Obama to announce new plans to regulate methane emissions: Reports
15 January 2015
In a move that would mark President Obama's latest attempt to use executive authority to tackle climate change, administration officials will announce plans this week to introduce new regulations on the oil and gas industry's emissions of methane, a powerful greenhouse gas, The New York Times reported citing a person familiar with Obama's plans.
The administration aims to cut methane emissions from oil and gas production by up to 45 per cent by 2025 from the levels recorded in 2012.
The proposed regulations would be issued by the Environmental Protection Agency this season with final regulations by 2016, according to the person, who spoke on the condition of anonymity since the administration had asked the person not to speak about the plan.
Environmental advocates had called for targeting methane emissions, and the rules would be the first to do so. Most of the planet-warming greenhouse gas pollution in the US came from carbon dioxide, which is produced by burning coal, oil and natural gas.

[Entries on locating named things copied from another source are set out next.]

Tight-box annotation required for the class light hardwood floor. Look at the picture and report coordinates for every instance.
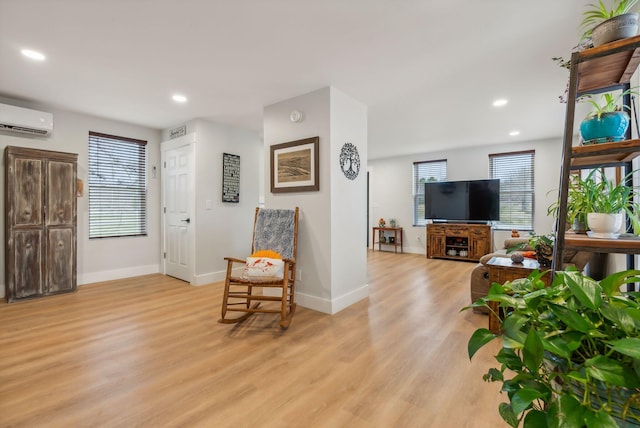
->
[0,252,506,427]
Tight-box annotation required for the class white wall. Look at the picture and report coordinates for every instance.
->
[264,88,331,306]
[327,88,369,313]
[190,120,264,284]
[369,139,562,254]
[0,98,160,293]
[264,88,368,313]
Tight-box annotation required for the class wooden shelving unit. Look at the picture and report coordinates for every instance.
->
[552,36,640,271]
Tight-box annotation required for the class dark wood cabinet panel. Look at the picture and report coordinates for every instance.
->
[12,229,44,299]
[427,223,491,261]
[5,146,77,302]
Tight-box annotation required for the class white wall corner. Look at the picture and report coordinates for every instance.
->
[191,265,243,285]
[296,284,369,315]
[78,264,160,285]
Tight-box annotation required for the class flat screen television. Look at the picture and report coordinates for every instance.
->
[424,179,500,223]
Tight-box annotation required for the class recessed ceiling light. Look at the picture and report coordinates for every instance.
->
[172,94,187,103]
[20,49,47,61]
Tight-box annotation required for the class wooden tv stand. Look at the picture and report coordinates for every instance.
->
[427,223,493,261]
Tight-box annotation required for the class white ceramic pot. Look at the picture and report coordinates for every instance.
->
[587,213,624,239]
[591,13,638,46]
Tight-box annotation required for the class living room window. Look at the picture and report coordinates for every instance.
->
[489,150,535,230]
[413,159,447,226]
[88,132,147,239]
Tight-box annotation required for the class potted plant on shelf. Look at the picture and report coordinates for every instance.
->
[579,88,637,144]
[580,0,638,46]
[575,169,640,239]
[463,270,640,428]
[547,174,587,234]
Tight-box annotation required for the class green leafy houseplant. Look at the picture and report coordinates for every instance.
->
[507,234,554,267]
[580,0,638,39]
[578,88,638,119]
[573,169,640,230]
[547,174,588,233]
[463,270,640,428]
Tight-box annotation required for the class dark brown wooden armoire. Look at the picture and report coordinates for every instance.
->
[4,146,78,302]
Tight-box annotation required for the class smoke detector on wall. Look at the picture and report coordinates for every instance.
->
[289,110,304,123]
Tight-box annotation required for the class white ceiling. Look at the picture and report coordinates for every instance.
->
[0,0,589,159]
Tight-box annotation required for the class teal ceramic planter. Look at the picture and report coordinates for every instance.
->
[580,111,629,144]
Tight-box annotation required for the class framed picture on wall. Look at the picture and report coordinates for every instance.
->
[271,137,320,193]
[222,153,240,203]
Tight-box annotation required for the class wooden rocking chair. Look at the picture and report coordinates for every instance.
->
[218,207,298,328]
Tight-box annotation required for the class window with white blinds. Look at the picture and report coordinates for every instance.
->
[88,132,147,239]
[413,159,447,226]
[489,150,535,230]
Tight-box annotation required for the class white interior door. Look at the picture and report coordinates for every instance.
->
[162,134,195,283]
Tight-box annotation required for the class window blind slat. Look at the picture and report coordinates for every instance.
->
[88,132,147,239]
[489,151,535,230]
[413,159,447,226]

Methane leaks from oil and gas wells, account for only 9 per cent of US greenhouse gas pollution, however it was over 20 times more potent than carbon dioxide, so even small amounts of it could have a huge impact on global warming.
Meanwhile, AP reported that reductions would come from a mix of voluntary steps by industry and regulations from both the Environmental Protection Agency and the Interior Department, citing to two people familiar with the plan.
The oil and gas industry had insisted rules were not necessary as the industry was already working to cut methane leakage. However, according to environmentalists and some scientists, without methane controls, the ongoing shift from coal to natural gas would have less of an environmental benefit.
The White House last year said the EPA would study how methane was released during drilling and determine whether to develop new regulations.
Although the administration had now decided to move ahead, the formal rule-making process would not get under way until later this year, the persons, who requested anonymity because the plan had not been announced publicly, said.